For SM >= 80, using your script, the memory cost and speed are quite balanced. Unfortunately, memory_efficient_attention does not support broadcasting, so we need to manually expand the tensor, which significantly slows down the speed. I wonder if there is a more efficient way to handle the matrix operations.
In the PR:
For SM >= 80, we continue using flash_attn. If flash_attn is not available, the xformer implementation is 30-50% slower than flash_attn but 30-50% faster than Torch's matmul attention with very long context(~100K).
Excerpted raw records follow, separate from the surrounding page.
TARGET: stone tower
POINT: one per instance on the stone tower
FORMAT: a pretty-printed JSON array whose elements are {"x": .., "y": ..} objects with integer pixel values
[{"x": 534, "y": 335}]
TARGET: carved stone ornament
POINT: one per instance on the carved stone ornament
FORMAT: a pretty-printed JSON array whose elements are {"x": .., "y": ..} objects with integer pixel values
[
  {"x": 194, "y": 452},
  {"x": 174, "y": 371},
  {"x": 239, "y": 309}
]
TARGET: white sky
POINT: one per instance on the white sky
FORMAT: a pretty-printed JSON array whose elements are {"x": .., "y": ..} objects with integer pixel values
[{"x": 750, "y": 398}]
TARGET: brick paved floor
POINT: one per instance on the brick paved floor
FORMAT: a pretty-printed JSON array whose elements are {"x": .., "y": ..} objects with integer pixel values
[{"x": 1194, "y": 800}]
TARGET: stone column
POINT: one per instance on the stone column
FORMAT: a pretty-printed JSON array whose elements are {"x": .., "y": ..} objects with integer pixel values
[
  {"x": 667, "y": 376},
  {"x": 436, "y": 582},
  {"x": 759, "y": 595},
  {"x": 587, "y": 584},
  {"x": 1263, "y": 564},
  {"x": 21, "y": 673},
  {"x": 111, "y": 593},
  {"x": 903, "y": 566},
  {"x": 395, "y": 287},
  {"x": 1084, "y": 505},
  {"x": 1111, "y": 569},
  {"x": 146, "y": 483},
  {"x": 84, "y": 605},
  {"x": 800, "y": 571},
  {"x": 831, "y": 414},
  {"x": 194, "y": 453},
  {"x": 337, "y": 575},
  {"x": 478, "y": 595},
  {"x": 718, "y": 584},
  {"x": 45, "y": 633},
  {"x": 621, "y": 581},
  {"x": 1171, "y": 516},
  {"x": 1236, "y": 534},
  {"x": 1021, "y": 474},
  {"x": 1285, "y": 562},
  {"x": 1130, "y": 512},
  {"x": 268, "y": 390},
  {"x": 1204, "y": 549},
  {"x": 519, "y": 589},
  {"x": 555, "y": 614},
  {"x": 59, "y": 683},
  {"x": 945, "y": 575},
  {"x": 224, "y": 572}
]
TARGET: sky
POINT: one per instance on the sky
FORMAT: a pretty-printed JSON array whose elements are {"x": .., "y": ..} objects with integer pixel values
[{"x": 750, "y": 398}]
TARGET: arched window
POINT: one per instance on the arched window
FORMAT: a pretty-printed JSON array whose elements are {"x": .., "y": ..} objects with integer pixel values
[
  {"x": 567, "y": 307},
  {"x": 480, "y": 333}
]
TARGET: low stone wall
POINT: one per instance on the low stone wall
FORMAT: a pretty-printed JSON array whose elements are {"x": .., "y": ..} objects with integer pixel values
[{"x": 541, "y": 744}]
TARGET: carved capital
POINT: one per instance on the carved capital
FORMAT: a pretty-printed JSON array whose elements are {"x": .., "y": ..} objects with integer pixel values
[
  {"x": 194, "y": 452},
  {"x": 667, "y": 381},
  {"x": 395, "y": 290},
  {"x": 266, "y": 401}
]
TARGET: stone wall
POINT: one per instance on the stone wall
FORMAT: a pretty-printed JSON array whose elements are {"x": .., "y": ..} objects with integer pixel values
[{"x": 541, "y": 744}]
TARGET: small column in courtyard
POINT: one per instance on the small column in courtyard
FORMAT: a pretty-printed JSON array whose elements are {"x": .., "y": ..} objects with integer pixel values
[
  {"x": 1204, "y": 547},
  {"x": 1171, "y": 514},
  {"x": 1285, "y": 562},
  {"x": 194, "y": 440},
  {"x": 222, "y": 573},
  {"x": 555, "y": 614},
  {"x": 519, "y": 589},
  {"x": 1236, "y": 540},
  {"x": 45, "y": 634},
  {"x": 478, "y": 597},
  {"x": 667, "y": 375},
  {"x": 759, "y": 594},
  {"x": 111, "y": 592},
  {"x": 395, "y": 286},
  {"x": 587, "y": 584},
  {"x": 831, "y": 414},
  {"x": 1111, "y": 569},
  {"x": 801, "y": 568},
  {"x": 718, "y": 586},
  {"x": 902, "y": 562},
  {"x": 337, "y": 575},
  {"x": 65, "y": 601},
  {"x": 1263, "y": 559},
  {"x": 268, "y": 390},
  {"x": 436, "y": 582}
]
For SM < 80, the xformer implementation reduces memory cost similarly to SM >= 80 (it actually uses even less memory than SM >= 80, but I'm not sure by how much, so I didn't modify the code related to model loading) and is 30-50% faster than Torch's matmul attention.
import torch
from pynvml import nvmlInit, nvmlDeviceGetHandleByIndex, nvmlDeviceGetMemoryInfo
from flash_attn import flash_attn_func
import xformers.ops as xops
import os
os.environ["CUDA_VISIBLE_DEVICES"]="0"#"0,1,2,3"
nvmlInit()
nvml_handle = nvmlDeviceGetHandleByIndex(5)
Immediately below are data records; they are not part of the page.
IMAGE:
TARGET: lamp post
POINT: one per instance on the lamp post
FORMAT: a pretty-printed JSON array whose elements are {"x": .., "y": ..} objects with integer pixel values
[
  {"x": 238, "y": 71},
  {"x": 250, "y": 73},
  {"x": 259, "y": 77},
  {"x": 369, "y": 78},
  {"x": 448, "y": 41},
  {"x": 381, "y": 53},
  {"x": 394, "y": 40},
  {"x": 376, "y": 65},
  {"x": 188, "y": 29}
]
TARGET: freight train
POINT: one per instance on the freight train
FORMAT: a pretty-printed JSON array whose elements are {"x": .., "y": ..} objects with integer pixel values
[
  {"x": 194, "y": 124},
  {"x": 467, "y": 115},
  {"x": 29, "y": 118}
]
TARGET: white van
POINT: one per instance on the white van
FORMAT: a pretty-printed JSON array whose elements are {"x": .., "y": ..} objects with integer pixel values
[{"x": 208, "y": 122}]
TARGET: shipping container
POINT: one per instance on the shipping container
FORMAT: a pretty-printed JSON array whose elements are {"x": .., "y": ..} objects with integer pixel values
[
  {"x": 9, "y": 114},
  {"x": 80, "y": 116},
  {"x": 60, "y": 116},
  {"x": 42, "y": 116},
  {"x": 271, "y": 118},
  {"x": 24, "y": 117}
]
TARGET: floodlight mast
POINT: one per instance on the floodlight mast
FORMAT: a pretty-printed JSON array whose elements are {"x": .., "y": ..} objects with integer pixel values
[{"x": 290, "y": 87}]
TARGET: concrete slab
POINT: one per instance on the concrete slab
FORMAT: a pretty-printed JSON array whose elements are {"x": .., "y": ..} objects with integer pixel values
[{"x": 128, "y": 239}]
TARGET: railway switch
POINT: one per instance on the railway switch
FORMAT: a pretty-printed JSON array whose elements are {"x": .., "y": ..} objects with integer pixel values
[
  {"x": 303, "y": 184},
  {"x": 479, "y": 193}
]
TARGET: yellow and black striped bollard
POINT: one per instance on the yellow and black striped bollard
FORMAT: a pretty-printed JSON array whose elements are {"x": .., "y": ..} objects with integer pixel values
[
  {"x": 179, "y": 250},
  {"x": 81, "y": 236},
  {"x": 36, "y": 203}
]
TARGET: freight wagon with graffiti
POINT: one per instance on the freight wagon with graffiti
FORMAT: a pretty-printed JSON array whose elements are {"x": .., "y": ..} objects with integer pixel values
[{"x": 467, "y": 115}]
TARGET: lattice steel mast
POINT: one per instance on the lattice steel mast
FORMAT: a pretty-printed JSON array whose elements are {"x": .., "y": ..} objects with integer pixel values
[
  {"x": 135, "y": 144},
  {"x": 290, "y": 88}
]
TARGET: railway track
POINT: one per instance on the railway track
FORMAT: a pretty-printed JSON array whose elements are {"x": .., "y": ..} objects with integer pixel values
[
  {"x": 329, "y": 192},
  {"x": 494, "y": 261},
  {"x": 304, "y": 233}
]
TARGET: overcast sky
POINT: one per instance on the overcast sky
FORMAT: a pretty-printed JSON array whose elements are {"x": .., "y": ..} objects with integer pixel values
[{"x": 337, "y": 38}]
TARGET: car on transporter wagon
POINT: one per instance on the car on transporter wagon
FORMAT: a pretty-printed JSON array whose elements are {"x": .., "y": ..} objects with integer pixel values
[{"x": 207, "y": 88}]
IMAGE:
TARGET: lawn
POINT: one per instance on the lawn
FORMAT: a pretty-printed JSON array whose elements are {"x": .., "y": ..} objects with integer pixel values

info = nvmlDeviceGetMemoryInfo(nvml_handle)
max_mem = info.used
print(f"max_mem: {max_mem/ (1024**2)} m")
bsz = 1
num_attention_heads = 64
num_key_value_heads = 8
head_dim = 128
max_ctx = 65536
q_states_f = torch.randn((bsz, max_ctx, num_attention_heads, head_dim), dtype = torch.half, device = "cuda:0")
k_states_f = torch.randn((bsz, max_ctx, num_key_value_heads, head_dim), dtype = torch.half, device = "cuda:0")
v_states_f = torch.randn((bsz, max_ctx, num_key_value_heads, head_dim), dtype = torch.half, device = "cuda:0")
q_states_x = q_states_f.clone()
k_states_x=k_states_f.reshape(bsz, max_ctx, num_key_value_heads, 1, head_dim).expand(bsz, max_ctx, num_key_value_heads, num_attention_heads//num_key_value_heads,head_dim).reshape(bsz, max_ctx, num_attention_heads, head_dim)
v_states_x=v_states_f.reshape(bsz, max_ctx, num_key_value_heads, 1, head_dim).expand(bsz, max_ctx, num_key_value_heads, num_attention_heads//num_key_value_heads,head_dim).reshape(bsz, max_ctx, num_attention_heads, head_dim)
info = nvmlDeviceGetMemoryInfo(nvml_handle)
max_mem = info.used
print(f"max_mem: {max_mem/ (1024**2)} m")
for past in range(0, 32768+1, 2048):
for q in range(2048, 32768+1, 2048):
k = q + past
q_states = q_states_x[:, :q, :, :]
k_states = k_states_x[:, :k, :, :]
v_states = v_states_x[:, :k, :, :]
attn_output = xops.memory_efficient_attention(q_states, k_states, v_states, attn_bias= xops.fmha.LowerTriangularFromBottomRightMask()).reshape(bsz,q , num_attention_heads* head_dim)
# q_states = q_states_f[:, :q, :, :]
# k_states = k_states_f[:, :k, :, :]
# v_states = v_states_f[:, :k, :, :]
# attn_output = flash_attn_func(q_states, k_states, v_states, causal = True).reshape(bsz,q , num_attention_heads* head_dim)
# print(torch.all(attn_output==attn_output1))
torch.cuda.synchronize()
info = nvmlDeviceGetMemoryInfo(nvml_handle)
# if attn_output[0,0,0]==100:
# print(1)
max_mem = info.used
print(f"q x k = {q:6,} x {k:6,} max_mem: {max_mem/ (1024**2)} m")
FWIW, vllm's Triton attention also works on AMD Navi if you edit the autotune configs.
Something to consider @turboderp while AMD fumbles the CK based flash attention on Navi cards.
I'm slightly allergic to Triton, so I'm not sure. Also this implementation doesn't seem to support paged attention which is kind of a shame.
xformers kicks ass but isn't as fast on longer contexts. It even works on my P100. Allowed me to run a bigger quant of wizard. This was a HUGE drawback to non ampere cards. Don't know if anyone got it to work on AMD with hip yet because it could be an option.
So vllm has a triton based flash attention: https://github.com/vllm-project/vllm/blob/main/vllm/attention/ops/triton_flash_attention.py
Supposedly it supports volta+. Not sure if it's slower or faster, it requires a lot more arguments or to wrap around torch attention. Has anyone gotten it working?